• « Faire ensemble »… en alpinisme

    Voici un texte, ou plutôt une ébauche de texte, sur l’évolution de ma vision de l’alpinisme et mon expérience de cet été 2018.
    A compléter et à commenter bien sûr…

    Tous premiers de cordée…
    Mais pas en même temps , bien sûr !

    • Sur la photo de présentation, Isabelle conduit notre cordée sur le Lyskamm. Et le guide est second de cordée…
      Cela mérite d’être explicité.

    Est-ce un certain sentiment de fragilité dans cet environnement de montagne de plus en plus compliqué qui m’incite à mettre des mots sur ma pratique de guide de haute montagne ?
     Est ce le poids des années ou, au contraire le plaisir exprimé par mes compagnons de cordée durant cet été 2018 qui m’invite à partager cette expérience vécue ?
    Pourtant, il n’y a rien de vraiment nouveau dans ma pratique d’alpiniste ou de guide de haute montagne, juste l’envie de mieux expliquer le sens et les multiples réalités de ce « faire ensemble » en alpinisme, qui me comble tant. Un « faire ensemble » que j’essaye de conjuguer en toutes saisons et dans tous les domaines de montagne que je pratique; le ski de randonnée, les expéditions et maintenant l’alpinisme.

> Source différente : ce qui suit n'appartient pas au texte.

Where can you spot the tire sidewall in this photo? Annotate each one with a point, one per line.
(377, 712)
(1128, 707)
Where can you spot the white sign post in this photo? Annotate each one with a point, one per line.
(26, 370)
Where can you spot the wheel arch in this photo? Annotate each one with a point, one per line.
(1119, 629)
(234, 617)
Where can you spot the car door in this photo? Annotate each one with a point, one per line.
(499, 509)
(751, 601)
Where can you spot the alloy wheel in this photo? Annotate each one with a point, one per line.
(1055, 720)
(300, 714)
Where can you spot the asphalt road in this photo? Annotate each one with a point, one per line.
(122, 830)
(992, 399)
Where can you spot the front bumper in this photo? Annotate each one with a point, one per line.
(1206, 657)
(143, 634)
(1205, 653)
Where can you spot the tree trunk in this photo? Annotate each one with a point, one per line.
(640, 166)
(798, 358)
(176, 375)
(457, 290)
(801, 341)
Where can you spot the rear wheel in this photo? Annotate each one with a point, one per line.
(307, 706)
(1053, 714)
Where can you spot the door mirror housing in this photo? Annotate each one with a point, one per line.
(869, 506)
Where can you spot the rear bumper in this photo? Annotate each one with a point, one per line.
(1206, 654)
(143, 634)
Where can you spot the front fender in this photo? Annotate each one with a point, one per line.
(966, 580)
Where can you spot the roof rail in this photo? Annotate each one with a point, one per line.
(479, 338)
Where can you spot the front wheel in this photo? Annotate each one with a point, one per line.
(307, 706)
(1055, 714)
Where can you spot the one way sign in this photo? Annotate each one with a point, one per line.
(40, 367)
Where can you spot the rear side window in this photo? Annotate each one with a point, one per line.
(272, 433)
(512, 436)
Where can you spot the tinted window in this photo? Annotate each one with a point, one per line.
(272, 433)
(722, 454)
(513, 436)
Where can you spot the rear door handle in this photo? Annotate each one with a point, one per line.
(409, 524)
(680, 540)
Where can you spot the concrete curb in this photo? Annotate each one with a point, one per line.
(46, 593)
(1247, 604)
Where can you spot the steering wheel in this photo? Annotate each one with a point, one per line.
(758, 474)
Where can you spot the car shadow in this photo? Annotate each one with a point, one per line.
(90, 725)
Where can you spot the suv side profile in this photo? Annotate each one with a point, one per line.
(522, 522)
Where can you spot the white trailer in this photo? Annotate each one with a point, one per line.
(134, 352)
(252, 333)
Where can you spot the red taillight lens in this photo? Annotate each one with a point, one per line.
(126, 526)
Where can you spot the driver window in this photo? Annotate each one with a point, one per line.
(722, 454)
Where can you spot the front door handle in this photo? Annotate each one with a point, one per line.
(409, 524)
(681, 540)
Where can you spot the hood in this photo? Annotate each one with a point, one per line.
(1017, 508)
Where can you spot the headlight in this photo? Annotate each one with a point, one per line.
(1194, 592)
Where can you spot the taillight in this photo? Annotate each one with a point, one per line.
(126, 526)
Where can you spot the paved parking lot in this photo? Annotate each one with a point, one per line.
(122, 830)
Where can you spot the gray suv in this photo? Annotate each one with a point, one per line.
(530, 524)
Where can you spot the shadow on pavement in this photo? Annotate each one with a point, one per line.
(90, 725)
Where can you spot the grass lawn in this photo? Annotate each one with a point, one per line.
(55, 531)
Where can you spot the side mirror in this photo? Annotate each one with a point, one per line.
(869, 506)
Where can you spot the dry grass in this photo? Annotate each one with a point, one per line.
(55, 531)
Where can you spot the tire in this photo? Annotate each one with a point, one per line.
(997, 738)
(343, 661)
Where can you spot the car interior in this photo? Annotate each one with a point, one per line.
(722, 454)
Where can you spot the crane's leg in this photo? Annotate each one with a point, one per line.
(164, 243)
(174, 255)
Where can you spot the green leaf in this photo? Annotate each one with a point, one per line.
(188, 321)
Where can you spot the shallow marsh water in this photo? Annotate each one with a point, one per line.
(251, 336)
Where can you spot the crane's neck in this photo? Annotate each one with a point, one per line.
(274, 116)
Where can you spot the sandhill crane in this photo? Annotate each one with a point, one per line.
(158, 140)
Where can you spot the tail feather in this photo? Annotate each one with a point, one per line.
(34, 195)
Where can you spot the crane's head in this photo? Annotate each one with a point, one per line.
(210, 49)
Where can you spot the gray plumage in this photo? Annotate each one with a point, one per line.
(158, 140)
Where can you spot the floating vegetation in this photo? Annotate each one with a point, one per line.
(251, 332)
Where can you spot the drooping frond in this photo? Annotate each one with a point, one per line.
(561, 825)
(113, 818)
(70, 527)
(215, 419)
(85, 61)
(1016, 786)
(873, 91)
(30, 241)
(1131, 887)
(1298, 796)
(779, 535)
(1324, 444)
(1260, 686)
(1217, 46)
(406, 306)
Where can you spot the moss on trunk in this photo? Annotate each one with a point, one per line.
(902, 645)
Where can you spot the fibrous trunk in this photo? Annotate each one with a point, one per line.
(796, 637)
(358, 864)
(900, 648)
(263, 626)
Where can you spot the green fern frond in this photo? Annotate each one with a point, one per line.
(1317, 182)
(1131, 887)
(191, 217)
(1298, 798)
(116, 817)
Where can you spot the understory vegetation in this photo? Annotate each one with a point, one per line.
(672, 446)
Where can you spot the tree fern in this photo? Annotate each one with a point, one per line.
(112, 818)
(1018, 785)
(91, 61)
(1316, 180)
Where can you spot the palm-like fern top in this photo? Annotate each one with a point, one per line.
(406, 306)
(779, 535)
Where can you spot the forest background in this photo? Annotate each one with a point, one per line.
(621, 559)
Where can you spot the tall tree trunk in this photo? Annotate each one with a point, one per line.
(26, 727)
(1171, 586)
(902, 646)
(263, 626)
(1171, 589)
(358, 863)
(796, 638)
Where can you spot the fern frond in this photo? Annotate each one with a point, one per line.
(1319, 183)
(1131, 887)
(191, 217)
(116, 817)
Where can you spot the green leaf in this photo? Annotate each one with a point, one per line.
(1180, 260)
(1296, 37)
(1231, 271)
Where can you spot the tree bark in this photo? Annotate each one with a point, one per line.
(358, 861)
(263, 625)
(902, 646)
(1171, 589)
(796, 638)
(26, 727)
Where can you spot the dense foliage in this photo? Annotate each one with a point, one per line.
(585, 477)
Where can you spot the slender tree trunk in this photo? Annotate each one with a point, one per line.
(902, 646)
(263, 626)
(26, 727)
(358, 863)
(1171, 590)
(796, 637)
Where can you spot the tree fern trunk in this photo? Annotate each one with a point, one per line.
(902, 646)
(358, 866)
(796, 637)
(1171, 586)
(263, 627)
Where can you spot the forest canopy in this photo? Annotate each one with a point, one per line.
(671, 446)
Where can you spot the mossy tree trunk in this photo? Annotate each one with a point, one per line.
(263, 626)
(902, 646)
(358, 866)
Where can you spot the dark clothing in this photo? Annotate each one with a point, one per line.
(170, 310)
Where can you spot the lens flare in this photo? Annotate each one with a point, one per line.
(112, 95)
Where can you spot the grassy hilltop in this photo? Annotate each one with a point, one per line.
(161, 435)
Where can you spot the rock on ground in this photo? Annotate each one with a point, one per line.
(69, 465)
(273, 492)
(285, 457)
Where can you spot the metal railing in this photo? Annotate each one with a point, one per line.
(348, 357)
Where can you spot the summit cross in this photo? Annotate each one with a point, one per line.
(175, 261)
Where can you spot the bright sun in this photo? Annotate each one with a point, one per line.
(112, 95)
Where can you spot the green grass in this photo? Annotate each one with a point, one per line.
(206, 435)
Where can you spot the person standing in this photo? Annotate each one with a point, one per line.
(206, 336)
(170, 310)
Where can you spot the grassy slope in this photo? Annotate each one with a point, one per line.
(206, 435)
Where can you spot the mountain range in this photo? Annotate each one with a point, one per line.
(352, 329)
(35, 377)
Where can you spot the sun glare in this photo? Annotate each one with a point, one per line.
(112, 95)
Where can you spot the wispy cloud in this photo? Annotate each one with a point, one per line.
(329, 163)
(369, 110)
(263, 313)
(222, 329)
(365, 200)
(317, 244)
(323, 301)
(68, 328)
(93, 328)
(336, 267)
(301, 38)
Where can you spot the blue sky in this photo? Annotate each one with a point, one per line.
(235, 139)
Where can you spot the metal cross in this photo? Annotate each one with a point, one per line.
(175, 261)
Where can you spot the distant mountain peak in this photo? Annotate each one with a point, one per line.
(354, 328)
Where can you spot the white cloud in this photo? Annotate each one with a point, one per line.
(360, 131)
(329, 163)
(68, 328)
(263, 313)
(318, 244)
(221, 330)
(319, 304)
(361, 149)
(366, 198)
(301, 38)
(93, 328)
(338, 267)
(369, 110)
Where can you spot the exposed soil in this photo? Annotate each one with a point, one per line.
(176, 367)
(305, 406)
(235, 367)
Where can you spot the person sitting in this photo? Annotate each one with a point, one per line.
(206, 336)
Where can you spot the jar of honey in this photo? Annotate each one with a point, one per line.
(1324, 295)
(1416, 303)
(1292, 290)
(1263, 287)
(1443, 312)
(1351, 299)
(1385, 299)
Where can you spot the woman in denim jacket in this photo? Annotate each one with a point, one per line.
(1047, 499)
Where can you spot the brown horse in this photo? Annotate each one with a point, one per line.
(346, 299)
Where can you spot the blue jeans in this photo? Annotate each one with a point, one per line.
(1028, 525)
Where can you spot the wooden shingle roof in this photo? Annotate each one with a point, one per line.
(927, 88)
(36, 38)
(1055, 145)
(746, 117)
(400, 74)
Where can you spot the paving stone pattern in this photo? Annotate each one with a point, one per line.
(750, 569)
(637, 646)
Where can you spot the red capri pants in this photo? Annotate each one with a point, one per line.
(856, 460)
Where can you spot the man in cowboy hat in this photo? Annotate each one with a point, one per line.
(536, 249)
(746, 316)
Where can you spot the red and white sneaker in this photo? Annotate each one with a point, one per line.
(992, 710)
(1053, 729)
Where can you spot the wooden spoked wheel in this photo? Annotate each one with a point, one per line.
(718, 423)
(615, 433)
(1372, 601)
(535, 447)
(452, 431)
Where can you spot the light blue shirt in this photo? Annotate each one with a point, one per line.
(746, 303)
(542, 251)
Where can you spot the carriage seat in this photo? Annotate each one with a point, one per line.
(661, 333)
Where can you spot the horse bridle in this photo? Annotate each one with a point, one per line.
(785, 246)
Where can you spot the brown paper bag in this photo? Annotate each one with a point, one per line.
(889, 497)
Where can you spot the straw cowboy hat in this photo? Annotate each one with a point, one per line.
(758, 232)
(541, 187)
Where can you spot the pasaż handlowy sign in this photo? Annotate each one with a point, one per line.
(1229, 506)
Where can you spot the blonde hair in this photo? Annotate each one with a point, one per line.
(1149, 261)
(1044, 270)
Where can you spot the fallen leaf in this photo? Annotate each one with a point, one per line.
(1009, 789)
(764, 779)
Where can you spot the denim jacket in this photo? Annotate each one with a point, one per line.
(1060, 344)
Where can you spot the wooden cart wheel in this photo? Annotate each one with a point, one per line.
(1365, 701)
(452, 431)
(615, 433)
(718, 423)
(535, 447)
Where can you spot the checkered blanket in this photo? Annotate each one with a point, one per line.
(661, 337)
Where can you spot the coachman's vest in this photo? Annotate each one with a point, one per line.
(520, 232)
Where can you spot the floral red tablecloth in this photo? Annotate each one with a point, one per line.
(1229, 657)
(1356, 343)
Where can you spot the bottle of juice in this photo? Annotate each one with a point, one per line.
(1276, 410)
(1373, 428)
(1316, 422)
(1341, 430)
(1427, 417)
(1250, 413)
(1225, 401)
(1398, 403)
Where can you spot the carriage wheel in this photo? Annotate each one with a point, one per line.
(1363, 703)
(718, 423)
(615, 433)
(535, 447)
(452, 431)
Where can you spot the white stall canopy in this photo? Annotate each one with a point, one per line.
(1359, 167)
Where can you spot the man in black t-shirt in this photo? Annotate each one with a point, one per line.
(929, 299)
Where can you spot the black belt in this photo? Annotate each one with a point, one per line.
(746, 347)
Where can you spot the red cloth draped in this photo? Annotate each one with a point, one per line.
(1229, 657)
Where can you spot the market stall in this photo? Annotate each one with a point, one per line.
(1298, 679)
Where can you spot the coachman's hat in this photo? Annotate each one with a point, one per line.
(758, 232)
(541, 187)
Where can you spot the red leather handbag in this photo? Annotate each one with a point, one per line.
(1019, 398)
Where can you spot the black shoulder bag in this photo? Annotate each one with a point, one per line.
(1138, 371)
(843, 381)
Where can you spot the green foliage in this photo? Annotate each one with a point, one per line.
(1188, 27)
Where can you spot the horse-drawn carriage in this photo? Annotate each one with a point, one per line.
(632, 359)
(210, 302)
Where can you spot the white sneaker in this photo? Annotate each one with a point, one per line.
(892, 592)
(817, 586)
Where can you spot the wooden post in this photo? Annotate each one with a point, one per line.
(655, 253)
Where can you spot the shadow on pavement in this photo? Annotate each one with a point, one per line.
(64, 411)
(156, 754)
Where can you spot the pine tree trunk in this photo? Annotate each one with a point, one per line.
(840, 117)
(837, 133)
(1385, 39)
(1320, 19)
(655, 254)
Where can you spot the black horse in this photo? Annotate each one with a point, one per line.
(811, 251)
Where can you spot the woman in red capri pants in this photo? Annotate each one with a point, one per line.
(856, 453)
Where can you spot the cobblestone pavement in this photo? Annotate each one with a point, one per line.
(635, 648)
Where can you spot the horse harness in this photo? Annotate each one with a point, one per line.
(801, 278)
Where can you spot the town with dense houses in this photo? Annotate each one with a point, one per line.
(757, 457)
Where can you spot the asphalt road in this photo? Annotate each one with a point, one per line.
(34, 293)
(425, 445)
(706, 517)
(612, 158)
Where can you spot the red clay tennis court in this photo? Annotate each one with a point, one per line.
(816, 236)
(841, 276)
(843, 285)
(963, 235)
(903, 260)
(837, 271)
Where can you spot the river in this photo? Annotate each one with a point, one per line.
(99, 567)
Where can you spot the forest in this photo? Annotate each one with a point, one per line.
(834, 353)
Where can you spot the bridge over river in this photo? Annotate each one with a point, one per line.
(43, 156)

    Parmi toute les activités de montagne, l’alpinisme est celle où la notion de lien, de faire ensemble est directement vécue, physiquement et presque viscéralement. Grâce à la corde qui relie deux personnes, à la cordée qu’elles constituent, être encordé avec une autre personne est une relation très particulière dont les conséquences peuvent être dramatiques.
    À la vie…, et à la mort.
    Et cette composante marque l’alpinisme d’un sceau très spécifique.
    En alpinisme, la notion de cordée est au coeur de l’organisation de l’activité, mais aussi dans sa représentation symbolique. Comme la nature de l’ascension, de l’itinéraire choisi.

    En tant que guide de haute montagne (et donc d’enseignant d’alpinisme), ce qui m’importe c’est de permettre à chacun des membres d’une cordée de vivre et de partager des émotions belles et fortes en montagne, des expériences inspirantes et sources de progrès.
    Je considère chaque ascension comme un projet unique.
    Une ascension est vécue comme un projet collaboratif où chacun a un rôle à jouer. Il faut donc proposer une expérience de Premier de cordée…, à chacun. Puisque c’est à cet endroit que se cristallise toutes les couleurs émotionnelles, relationnelles et techniques de l’activité. C’est à cet endroit que ce joue toutes les prises de décision, les hésitations.
    Faire un pas de plus…, ou pas.

    Nous sommes tous des « Premiers de cordée ».

    Cet été, c’est le slogan, le paradigme qui construit l’ensemble de mon activité, du Tour du Mont Blanc par les glaciers à la traversée du Lyskamm. De la Meije Orientale au Dom des Mischabel.
    « Tous Premier de cordée… » ?
    Même et surtout les personnes qui découvrent ou débutent dans l’art de gravir des montagnes. Qui réalisent leur première course. Et à l’inverse, nous sommes aussi tous des « Second de cordée », même et surtout le guide de haute montagne que je suis.
    « Tous Premier de cordée… »
    Pas de contrainte dans cette phrase forte, juste un chemin d’expérimentation, proposé, expliqué, préparé et surtout vécu ensemble.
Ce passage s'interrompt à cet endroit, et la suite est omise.